I.          The First Concern of Thievery is in not Daring.  “Thou shalt not steal” means that we possess honorably, or not at all.

1.  It is the failure to accept God’s plan for human provisioning.

            1) Some think that work was a punishment heaped on Adam for his sin.

            2) I remind you that he was given the garden and made to be its keeper.

3) God’s plan, then,  is all are to be remunerated for their labor.

a)      The Fourth command sought to certify a day of rest from labor.

b)     Proverbs 12:11, “He who tills his land will be satisfied with bread.”

c)      The prudent woman of Proverbs 31:27, “She watches over the ways of her household, and does not eat the bread of idleness.”

d)     Paul advised Christians in I Thessalonians 4:11, “We urge you to mind your own business, and to work with your own hands.”

e)      There was an even stronger word in I Timothy 5:8, “If any provide not for his own, he has denied the faith.”

f)       Even the  beasts were protected by Deuteronomy 25:4, “Thou shalt not muzzle the  ox that treadeth out the corn.”  Quoted in I Corinthians 9:9 and again in I Timothy 5:18.

4) This plan is the foundation upon which any workable economic system is based.

a)      One of the first freedoms should be the right to work—therefore to earn, therefore to save.

b)     It is in this spirit of occupation that God gave man “dominion.”  We can “occupy”—sitting, sleep.  But for the Greek literally, it means “to be busy with.”

2.  It is also the failure to live within our means.

         1) Many year-end crime reports show most arrests for robbery, burglary.  Last seen—over 1,000 per day

         2) Article (Christianity Today) “Stealing Their Way through College.”

         3) Until recently, 85% were men.

3. It is not daring to grant to others what we demand for ourselves.

         1) There are too many who are unaffected by the plight of unemployed/under-employed.

         2) Christians need to address social issues that force people into crime.  In VBS I shared the story of Frank Laubach.  More need to adopt his “Each One Teach One” philosophy.

4. Thank God, men are not working in sweatshops for pennies a day.  15-year-old boys are not being hung for stealing bread.          But America still has social circumstances motivating criminal activity.

 

II.         An Additional Concern of Thievery is That of not Sharing.  “Thou shalt not steal” means that it is a sin  to guard so selfishly what we should give away.

1.      Not sharing the return of honest debts.

a.       Christians are to be fiscally  responsible.

b.      That means paying debts, living within our means.

c.       Proverbs 28:6, “Better is the poor that walketh in his uprightness, than he that is perverse in his ways though he be rich.”

d.      I remind you there our responsibility to God is pictured in terms of debt—Our sin has not only corrupted us.  Romans 8:12, “WE are debtors, not to the flesh, . . . but . . . the Spirit.”

2.      It means sharing the load of legitimate taxes.
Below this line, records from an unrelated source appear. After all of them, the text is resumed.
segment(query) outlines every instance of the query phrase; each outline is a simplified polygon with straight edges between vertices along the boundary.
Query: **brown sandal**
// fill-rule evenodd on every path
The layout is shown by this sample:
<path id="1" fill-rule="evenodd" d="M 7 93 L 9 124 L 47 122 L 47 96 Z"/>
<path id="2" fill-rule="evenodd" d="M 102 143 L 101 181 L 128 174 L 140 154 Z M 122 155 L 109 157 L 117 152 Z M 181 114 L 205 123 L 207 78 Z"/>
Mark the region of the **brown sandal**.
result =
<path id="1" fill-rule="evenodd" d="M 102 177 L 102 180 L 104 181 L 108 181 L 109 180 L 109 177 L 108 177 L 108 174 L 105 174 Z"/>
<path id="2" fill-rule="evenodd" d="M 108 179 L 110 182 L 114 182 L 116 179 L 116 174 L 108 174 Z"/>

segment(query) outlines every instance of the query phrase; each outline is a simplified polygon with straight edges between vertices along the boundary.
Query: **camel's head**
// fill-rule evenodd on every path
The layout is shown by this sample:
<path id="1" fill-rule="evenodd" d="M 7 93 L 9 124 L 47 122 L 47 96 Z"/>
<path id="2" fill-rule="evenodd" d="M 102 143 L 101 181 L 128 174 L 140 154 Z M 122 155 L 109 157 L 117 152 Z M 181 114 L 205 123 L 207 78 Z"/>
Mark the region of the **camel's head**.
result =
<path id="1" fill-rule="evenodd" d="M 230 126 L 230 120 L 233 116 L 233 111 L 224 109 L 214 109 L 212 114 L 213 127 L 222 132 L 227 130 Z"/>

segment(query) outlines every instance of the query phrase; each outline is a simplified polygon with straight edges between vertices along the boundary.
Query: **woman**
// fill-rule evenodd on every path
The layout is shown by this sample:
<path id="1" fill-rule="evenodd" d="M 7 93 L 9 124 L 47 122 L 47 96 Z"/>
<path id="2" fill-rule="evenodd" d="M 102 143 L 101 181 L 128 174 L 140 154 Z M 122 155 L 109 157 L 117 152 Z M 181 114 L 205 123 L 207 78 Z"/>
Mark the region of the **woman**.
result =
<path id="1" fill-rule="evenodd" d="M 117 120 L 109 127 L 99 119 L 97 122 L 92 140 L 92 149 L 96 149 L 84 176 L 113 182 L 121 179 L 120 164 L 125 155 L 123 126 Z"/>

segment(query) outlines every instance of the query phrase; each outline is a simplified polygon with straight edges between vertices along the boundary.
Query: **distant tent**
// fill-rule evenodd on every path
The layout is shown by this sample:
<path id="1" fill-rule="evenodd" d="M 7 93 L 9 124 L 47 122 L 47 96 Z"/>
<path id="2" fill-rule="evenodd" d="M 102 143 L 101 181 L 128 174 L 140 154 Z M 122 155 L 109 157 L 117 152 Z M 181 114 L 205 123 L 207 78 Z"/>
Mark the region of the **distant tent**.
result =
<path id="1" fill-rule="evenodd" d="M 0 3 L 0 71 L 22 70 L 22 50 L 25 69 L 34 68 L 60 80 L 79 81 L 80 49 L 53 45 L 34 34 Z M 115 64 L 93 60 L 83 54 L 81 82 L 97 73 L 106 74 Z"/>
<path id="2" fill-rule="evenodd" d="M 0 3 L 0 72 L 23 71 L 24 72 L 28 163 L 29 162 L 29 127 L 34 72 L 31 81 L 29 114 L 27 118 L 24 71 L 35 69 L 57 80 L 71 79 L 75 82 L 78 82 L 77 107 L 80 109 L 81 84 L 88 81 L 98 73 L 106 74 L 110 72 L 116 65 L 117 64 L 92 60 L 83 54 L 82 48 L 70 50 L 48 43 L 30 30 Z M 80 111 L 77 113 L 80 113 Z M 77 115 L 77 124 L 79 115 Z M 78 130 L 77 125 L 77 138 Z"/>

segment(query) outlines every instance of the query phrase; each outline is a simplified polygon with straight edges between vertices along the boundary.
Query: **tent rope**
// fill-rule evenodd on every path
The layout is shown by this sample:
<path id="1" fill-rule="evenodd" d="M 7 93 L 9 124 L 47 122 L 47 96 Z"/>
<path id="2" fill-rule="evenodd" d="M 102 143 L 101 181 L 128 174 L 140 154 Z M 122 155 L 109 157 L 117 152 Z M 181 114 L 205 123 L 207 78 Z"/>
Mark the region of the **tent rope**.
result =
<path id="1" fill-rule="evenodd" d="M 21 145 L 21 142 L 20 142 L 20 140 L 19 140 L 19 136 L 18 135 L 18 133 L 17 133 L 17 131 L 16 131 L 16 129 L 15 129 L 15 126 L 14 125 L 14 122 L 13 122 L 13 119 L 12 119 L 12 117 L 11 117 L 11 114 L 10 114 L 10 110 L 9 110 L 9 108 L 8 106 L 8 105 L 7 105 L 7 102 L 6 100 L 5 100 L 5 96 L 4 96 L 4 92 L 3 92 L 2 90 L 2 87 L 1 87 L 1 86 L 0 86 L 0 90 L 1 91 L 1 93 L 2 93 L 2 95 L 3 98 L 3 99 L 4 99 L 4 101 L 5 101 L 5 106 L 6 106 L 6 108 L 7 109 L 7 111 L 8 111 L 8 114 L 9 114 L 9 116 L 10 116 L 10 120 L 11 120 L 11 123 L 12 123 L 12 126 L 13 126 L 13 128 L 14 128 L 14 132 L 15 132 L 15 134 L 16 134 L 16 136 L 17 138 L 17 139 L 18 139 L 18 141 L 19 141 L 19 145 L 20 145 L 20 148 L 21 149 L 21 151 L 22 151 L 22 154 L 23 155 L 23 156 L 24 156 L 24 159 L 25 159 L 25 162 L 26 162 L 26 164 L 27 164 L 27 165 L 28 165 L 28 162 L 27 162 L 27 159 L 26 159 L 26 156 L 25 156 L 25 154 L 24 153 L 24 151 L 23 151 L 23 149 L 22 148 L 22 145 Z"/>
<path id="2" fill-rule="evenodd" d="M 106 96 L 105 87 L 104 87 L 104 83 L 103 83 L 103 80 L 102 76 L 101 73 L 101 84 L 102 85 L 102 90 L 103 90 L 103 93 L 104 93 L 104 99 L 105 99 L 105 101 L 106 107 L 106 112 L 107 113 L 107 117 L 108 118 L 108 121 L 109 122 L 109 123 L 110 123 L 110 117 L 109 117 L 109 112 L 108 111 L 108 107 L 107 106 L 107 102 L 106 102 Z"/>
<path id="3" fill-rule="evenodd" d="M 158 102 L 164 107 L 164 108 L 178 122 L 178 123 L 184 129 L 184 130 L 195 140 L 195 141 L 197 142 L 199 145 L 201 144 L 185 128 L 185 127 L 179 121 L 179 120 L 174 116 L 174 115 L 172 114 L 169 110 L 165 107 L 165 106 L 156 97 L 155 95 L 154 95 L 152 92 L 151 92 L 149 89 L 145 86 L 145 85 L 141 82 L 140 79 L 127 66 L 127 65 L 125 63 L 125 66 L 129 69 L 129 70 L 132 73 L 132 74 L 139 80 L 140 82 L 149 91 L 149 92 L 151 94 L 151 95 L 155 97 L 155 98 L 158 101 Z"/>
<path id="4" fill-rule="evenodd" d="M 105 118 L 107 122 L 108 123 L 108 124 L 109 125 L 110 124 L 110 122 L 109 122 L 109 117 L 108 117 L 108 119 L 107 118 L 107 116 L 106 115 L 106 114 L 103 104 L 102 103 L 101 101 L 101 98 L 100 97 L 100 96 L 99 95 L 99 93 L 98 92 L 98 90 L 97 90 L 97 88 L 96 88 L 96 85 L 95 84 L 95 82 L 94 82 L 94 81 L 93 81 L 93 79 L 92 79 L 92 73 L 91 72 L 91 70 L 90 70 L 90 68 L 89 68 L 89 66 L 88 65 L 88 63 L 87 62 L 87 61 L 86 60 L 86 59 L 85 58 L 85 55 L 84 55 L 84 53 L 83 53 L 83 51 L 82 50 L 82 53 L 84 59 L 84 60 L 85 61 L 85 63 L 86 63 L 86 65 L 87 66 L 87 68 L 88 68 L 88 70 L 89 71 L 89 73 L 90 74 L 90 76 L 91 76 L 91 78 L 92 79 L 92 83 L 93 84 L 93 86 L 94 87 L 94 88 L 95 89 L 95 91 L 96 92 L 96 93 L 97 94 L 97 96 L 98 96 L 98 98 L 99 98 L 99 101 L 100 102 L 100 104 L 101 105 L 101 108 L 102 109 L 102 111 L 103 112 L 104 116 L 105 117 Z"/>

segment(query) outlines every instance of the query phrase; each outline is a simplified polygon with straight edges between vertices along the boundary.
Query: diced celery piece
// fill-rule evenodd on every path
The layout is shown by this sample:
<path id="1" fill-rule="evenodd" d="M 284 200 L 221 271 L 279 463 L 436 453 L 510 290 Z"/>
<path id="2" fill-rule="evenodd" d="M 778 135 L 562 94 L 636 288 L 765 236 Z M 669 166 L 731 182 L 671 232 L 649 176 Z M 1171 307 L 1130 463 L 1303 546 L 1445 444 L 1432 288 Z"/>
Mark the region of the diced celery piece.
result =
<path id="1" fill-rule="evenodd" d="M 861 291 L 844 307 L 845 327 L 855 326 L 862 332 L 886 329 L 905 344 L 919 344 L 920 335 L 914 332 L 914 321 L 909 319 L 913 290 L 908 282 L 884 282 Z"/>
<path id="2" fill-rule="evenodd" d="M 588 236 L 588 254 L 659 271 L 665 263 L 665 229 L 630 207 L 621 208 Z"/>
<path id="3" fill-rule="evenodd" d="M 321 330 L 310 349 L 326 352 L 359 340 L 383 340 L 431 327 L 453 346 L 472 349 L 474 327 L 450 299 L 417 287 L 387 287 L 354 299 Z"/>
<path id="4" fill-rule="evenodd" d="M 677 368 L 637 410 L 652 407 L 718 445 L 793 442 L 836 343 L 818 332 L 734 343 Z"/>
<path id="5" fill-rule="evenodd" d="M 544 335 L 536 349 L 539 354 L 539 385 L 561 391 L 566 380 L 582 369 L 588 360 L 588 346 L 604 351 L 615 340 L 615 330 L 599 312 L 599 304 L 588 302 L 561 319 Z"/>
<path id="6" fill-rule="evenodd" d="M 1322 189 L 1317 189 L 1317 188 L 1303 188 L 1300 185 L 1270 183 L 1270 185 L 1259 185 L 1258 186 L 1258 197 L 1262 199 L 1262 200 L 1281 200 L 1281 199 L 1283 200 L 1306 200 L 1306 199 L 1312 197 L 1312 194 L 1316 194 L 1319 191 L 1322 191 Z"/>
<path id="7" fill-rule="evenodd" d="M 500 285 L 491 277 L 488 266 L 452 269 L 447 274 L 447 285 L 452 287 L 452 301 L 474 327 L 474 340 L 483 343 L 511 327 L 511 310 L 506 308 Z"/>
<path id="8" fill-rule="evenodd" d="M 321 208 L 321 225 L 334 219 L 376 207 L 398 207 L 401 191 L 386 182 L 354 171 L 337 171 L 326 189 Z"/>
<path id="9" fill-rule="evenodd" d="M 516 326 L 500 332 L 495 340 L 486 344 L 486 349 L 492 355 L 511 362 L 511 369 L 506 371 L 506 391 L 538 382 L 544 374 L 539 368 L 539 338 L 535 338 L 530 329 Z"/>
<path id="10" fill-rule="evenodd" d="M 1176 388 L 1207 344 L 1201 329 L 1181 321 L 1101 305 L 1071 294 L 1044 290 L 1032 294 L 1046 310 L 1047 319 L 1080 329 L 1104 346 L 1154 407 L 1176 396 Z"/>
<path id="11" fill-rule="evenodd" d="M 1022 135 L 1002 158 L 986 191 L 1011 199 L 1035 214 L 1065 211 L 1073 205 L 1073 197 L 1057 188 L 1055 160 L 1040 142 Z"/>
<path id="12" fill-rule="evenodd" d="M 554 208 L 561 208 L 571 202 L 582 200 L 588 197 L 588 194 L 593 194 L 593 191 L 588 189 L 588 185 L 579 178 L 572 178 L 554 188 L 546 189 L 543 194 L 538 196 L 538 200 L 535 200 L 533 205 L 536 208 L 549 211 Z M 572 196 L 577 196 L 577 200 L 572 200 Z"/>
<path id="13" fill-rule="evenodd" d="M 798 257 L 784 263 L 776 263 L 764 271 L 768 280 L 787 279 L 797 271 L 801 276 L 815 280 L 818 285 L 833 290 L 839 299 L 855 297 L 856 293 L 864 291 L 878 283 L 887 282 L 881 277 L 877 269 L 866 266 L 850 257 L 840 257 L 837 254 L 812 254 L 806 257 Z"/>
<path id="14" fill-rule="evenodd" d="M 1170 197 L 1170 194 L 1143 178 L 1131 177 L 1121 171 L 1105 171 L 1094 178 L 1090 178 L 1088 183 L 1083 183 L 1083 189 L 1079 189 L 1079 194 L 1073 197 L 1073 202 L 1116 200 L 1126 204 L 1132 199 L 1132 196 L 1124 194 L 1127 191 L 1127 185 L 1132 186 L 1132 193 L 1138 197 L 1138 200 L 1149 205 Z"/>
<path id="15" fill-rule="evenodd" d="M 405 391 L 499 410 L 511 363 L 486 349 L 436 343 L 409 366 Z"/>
a.       Not to pay the debts of scheming politicians.  This week’s paper tells of Angola and the former governor’s agent (________) serving a five-year prison term.

b.      Not to build up a welfare system that invites corruption.

c.       To keep my country strong, and to help the weak, aged, homeless, who are not able to help themselves.

3.      And of course it means the sharing  of the blessings of the tithe.

a.       Old Testament law or New Testament expectation for every believer.

b.      The  higher goal of reconciliation.  Matthew 5:23, “If your gift . . . and remember, leave . . . go be reconciled.”

c.       Malachi 3:8 pleads that the people not “rob God.”

d.      At the point of commitment, we discover what we ought to do materially.

e.       One of the eight woes of Luke 11:42 is of those tithing everything except a willing spirit.

 

III.       The Final Concern  of Thievery is That of not Caring.  “Thou shalt not steal” speaks of the sin of not caring.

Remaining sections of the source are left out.